„Trotz Wachstums ein Schreckensjahr“: Volksbank Lauterbach-Schlitz hadert mit starkem Zinsanstieg
von Dr. Volker Nies
Einlagen der Kunden, vergebene Kredite, Bilanzsumme – bei der Entwicklung all dieser Werte liegt die Volksbank Lauterbach-Schlitz über dem Schnitt der deutschen Genossenschaftsbanken. Dennoch bezeichnet der Vorstand das Jahr 2022 als „ein Schreckensjahr“.
Lauterbach - Die Bilanzsumme wuchs 2022 um 8,5 Prozent auf 762 Millionen Euro – ein Wachstum doppelt so hoch wie im Schnitt der Genossenschaftsbank. Die vergebenen Kredite nahmen um 12,2 Prozent auf 432 Millionen Euro zu, die Einlagen der Kunden stiegen um 15,8 Prozent auf 499 Millionen Euro, berichteten Vorstandschef Norbert Lautenschläger (58) und Vorstandsmitglied Alexander Schagerl (57) am Freitag bei der Vorstellung der Bilanz 2022.
2021 hatte die Volksbank Lauterbach-Schlitz einen Gewinn von 1,2 Millionen Euro erwirtschaftet.
Auch bei einer Cost-Income-Ratio von 58 Prozent, die zeigt, dass die Bank 58 Cent aufwenden musste, um einen Euro zu verdienen, liegt die Lauterbacher Volksbank deutlich besser als der Schnitt vergleichbarer Banken. Und selbst das Geschäft im Verbund, also die Umsätze der Bausparkasse Schwäbisch Hall, Union Investment und R+V-Versicherung liefen gut bis sehr gut.
Zudem zeigten sich die Volksbank-Kunden bei einer Befragung überdurchschnittlich zufrieden mit ihrem Institut, und bei einem Bankentest wurde die Volksbank in Lauterbach zum siebten Mal in Folge als „Beste Bank vor Ort“ ausgezeichnet – wobei der Wettbewerb um diesen Titel immer schwächer wird, nachdem nach der Deutschen Bank im vergangenen Jahr auch die Commerzbank ihre Filiale in der Vogelsberger Kreisstadt aufgegeben hat. Dennoch sind Lautenschläger und Schagerl mit dem Ergebnis des Jahres 2022 überhaupt nicht zufrieden.

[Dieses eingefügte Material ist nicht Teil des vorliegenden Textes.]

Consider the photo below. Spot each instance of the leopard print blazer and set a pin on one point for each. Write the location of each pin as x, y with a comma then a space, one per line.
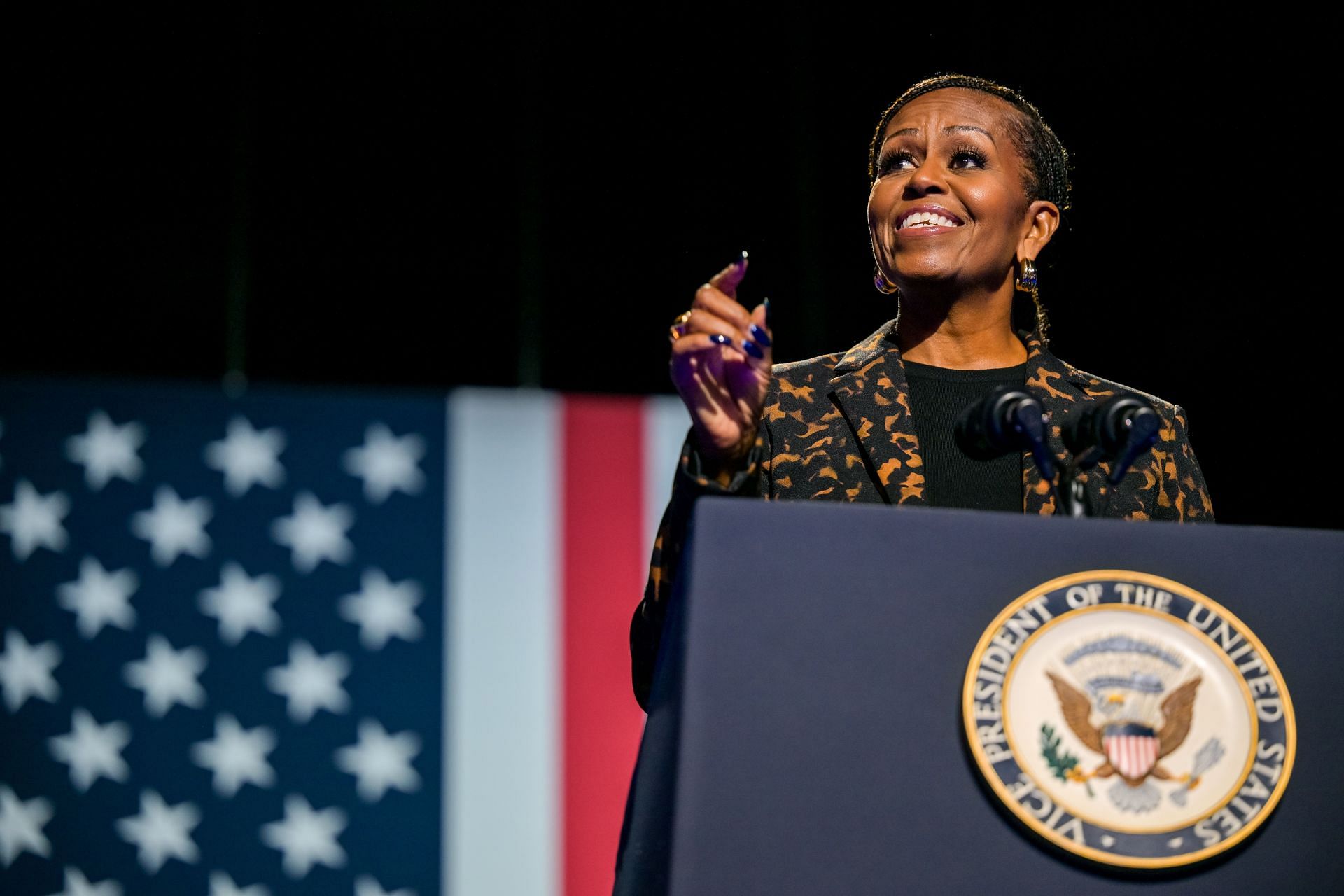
838, 428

Beide sprechen von „einem Schreckensjahr“. Denn der erwirtschaftete Jahresüberschuss sank gegenüber dem Vorjahr von drei auf eine Million Euro – obwohl das Betriebsergebnis vor der Bewertung mit 7,3 Millionen Euro fast stabil blieb. „Die Ursache für den stark geschrumpften Jahresüberschuss liegt allein in der Bewertung unserer festverzinslichen Anlagen. Wir haben kein Geld verloren, aber der Kurs unserer festverzinslichen Papiere lag zum Jahresende auf einem historischen Tief. Zum 31. Dezember müssen wir aber den Wert dieser Papiere bilanzieren“, erklärt Lautenschläger.

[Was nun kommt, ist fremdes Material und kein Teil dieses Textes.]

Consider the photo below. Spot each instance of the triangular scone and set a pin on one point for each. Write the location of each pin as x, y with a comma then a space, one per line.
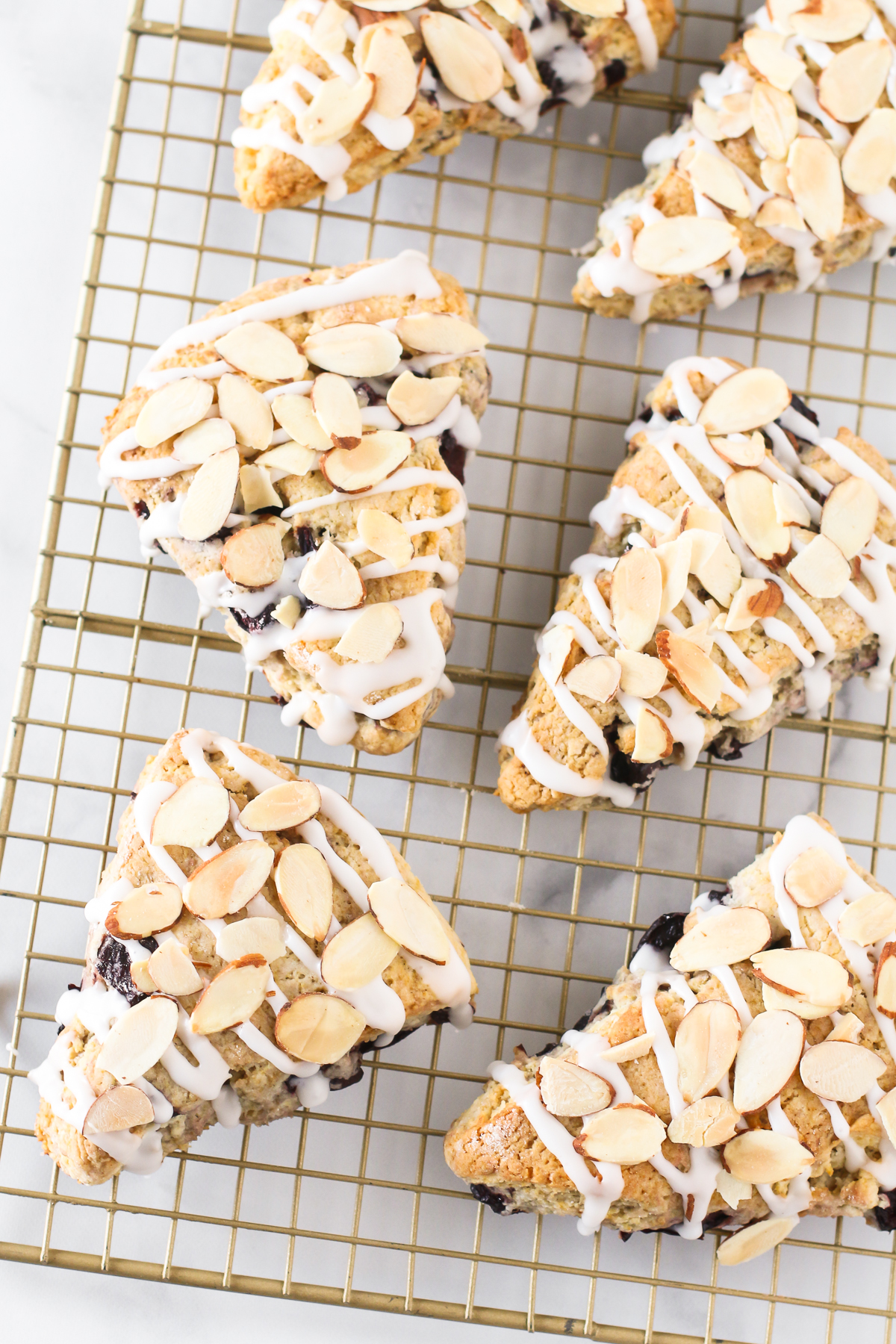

Die Volksbank hat, wie Lautenschläger erklärt, 99 Prozent ihrer Anlagen festverzinslich angelegt. Wenn sie diese Papiere jetzt zum aktuellen Kurs verkauft, dann würde sie Geld verlieren. Behält sie diese Papiere aber bis zum Ende der Laufzeit – was sie in jedem Fall tun will, dann macht sie keinen Verlust. In diesem und im nächsten Jahr werden die Banken mit einer weiteren Folge des Zinsanstiegs zu kämpfen haben, prognostiziert Schagerl: Die Kunden verlangen jetzt schon höhere Guthabenzinsen für ihre Ersparnisse, aber die Banken haben ihre Kredite langfristig zu niedrigen Zinsen vergeben.
„Auch wir erwarten deshalb jetzt ein oder zwei schwierige Jahre. Aber wir hatten in den vergangenen Jahren gute Ergebnisse. Wir können das gut verkraften. Banken, die weniger gut aufgestellt sind, werden zu kämpfen haben“, sagt Schagerl. Zudem hätten alle Institute mit einem wachsenden Mangel an Fachkräften zu kämpfen – selbst die Lauterbacher Volksbank, die eine hohe Ausbildungsquote von zehn Prozent hat. „Aus dieser Richtung könnte sich neuer Druck in Richtung Bankenfusionen entwickeln – nicht heute oder morgen, aber vielleicht in zwei Jahren. Wenn ich nicht mehr für drei, sondern nur noch für eine Bank die wachsenden, immer detaillierteren Anforderungen der Bankenregulierung erledigen muss, dann macht das viel aus“, sagt Lautenschläger. In diesem Jahr will die Volksbank weiter wachsen. Der Vorstand erwartet aber, dass das Wachstum geringen ausfallen wird als in den vergangenen Jahren.